All the same, what made the movie so magical was how Gould retained an outsider air, proving you can still be round and fit in a square hole. The problem was upholding that amid a radical campus movement. That was his struggle, and he masterfully portrays that with bracing comedy and a style that preserves the zeitgeist in amber. For Tarantino, it was this ability that made him a star. As he explains, “It may be his most iconic role.”
However, aside from the stardom that Tarantino has heaped upon him, perhaps the best way he defined the ‘60s is how he really didn’t fit in and only sought to be himself. And in this outlaw way, he upheld a beautiful message of spiritualism—a sort of unity through not conforming. As he puts it himself: “Everybody is a star. I am gratified, grateful and appreciative to have been able to continue to work through all of this in relation to my purpose, in relation to what I would hope would be the purpose of all of us.”

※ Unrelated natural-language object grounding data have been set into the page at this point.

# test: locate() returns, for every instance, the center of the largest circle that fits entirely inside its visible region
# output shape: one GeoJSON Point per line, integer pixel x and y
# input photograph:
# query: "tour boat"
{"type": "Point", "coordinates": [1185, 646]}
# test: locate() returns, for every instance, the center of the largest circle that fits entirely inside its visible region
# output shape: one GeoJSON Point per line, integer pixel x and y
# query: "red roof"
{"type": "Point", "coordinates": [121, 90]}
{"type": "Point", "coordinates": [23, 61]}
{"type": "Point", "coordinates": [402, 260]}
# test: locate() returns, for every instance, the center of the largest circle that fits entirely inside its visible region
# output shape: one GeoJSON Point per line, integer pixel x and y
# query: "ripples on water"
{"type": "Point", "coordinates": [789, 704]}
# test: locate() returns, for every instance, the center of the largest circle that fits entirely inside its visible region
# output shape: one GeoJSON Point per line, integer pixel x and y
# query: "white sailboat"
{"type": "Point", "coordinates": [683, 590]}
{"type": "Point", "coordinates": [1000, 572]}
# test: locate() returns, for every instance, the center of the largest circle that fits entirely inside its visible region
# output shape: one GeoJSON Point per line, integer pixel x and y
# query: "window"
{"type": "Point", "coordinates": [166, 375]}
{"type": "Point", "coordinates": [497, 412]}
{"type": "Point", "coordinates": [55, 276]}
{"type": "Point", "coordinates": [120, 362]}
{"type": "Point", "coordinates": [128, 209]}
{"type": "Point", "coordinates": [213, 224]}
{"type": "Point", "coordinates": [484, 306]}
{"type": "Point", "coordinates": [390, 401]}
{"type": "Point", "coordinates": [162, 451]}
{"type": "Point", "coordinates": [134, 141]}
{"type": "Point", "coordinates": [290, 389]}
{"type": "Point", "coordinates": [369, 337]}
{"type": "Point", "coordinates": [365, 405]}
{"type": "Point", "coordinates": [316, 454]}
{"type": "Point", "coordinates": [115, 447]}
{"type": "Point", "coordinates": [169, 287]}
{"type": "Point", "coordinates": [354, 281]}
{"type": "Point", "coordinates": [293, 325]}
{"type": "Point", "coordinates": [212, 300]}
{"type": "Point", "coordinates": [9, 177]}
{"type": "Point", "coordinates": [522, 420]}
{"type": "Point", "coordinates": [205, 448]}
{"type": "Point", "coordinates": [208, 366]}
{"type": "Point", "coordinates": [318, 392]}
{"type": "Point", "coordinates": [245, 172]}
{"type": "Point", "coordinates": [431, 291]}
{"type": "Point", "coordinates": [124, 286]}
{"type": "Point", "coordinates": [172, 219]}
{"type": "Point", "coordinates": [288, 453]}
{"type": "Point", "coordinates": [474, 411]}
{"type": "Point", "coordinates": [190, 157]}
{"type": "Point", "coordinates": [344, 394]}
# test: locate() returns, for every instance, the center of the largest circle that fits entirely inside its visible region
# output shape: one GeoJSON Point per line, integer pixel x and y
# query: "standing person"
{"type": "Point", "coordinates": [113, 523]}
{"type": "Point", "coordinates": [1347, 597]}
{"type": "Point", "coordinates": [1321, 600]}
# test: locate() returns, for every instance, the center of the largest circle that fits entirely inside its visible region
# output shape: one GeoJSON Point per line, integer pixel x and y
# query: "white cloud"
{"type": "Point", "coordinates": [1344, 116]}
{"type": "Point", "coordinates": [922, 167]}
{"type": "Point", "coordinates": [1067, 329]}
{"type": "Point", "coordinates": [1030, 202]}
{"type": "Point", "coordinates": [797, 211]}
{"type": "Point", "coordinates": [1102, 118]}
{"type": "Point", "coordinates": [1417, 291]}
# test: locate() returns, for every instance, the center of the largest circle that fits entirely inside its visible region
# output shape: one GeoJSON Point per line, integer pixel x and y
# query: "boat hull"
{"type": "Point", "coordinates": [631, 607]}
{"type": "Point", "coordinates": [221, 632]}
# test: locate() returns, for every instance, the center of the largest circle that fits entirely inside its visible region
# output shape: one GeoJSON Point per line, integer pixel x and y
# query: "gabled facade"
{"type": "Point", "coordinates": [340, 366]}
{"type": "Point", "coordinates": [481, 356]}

Profoundly adding: “What does it feel like to be alive? What does it feel like to function and have a purpose? What does it feel like to participate and to contribute? It’s a privilege, it’s very humbling, and I believe in true humility—by which I mean, ‘No one of us can be any more than the least of us.’” In a world where too many of us celebrate our own good luck and berate others for their lack of it, that’s an important message.
That’s also an important message when framing Gould’s career. Although his role in Friends might not scream iconic status, he was still contributing to culture in the same way he did in the ‘60s and ‘70s–it was just the screen time that had changed.